Although Gaza is the more visible humanitarian disaster, the West Bank remains shrouded in global neglect. Prior to Hamas’s attacks in 2023, violence against Palestinians there had escalated beyond levels seen in recent years. Now, with global attention fixated on Gaza, atrocities in the West Bank continue to worsen.
Since January, nearly 800 Israeli settler attacks have occurred in the West Bank. Palestinian deaths in the region now total over 1,000. Homes have been demolished and more than 30,000 Palestinians forcibly displaced.

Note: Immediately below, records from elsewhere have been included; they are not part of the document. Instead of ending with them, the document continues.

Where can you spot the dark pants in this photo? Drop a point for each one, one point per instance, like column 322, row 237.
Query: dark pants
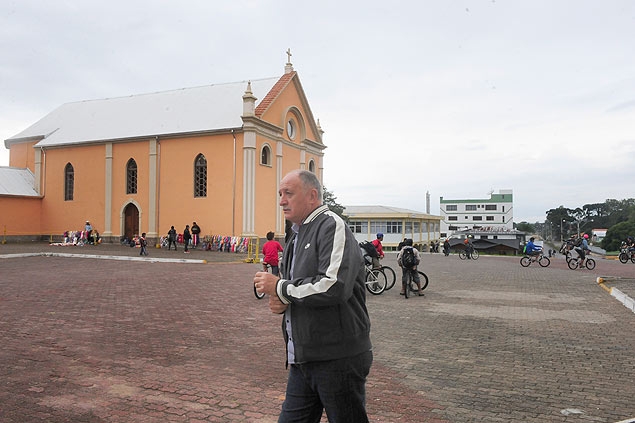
column 337, row 386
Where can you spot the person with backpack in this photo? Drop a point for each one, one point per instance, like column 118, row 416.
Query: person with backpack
column 186, row 238
column 408, row 259
column 532, row 249
column 582, row 249
column 144, row 245
column 172, row 238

If such atrocities were committed against nearly any other people group, global outrage would be swift. And though many are indeed outraged, Israel remains shielded and emboldened by the United States. Over the past fifty years, the U.S. has vetoed more than 50 resolutions against Israel at the UN Security Council. Furthermore, it annually supplies nearly $4 billion in military aid to Israel—a figure that surged by another $18–22 billion following the 2023 Hamas attacks.
Nations operate within a dysfunctional and counterproductive moral framework centered on interests and power. Thus, it is hardly surprising to witness the behavior of either Israel or the United States amid this increasingly undeniable genocide. What is astonishing, however, is the widespread indifference among Christians in the West. With alarming frequency, they dismiss the violence using misinformed history and a misguided theology that claims divine favor for Israel—even as innocent lives are extinguished. Worse still, some believe their own spiritual well-being and national prosperity hinge on supporting such injustice. Spouting the phrase, “God will bless those who bless Israel,” they prove not only their ignorance of scripture and context but also of the nature of God!
Prior to October 2023, an estimated 1,000 Palestinian Christians resided in Gaza. These believers endure persecution from both Hamas and the Israeli government. They are among the world’s most marginalized people—and yet they remain unseen by their fellow Christians around the globe.
The West Bank is home to an even larger Christian population. Before the Hamas attacks, roughly 50,000 Palestinian Christians lived in the West Bank and East Jerusalem, faithfully serving in churches throughout Bethlehem, Jerusalem, and other ancient cities. These individuals are not abstract figures—they are our brothers and sisters in Christ.
When Christians in the West consider Palestinians, they often reduce them to a monolithic group—Muslims prone to violence. This harmful stereotype reflects a broader human tendency to justify genocide through “othering,” a tragic pattern repeated across generations despite solemn vows by the next generation that such horrors must never recur. By painting Palestinians as an indistinct and threatening “other,” American Christians adopt a dangerously human perspective that stands in stark opposition to the gospel of Christ.
The slaughter of fellow believers in Gaza and the West Bank should stir our prayers and compel us to use every bit of influence we have to resist these atrocities. But even if no Christians lived in Gaza or the West Bank, those who follow the God of scripture are still called to righteous opposition.
True Christian faith does not rest on nationality or ethnicity but on the unassailable ethics of a just and holy God. The New Testament reveals that earthly distinctions dissolve in the light of the Kingdom of God. The God who sent His Son to rescue humanity hears the cries of the weak, the forgotten, and the oppressed. So must we.
This is the very essence of the gospel of Christ: to illuminate a dark and corrupt world with divine compassion and justice.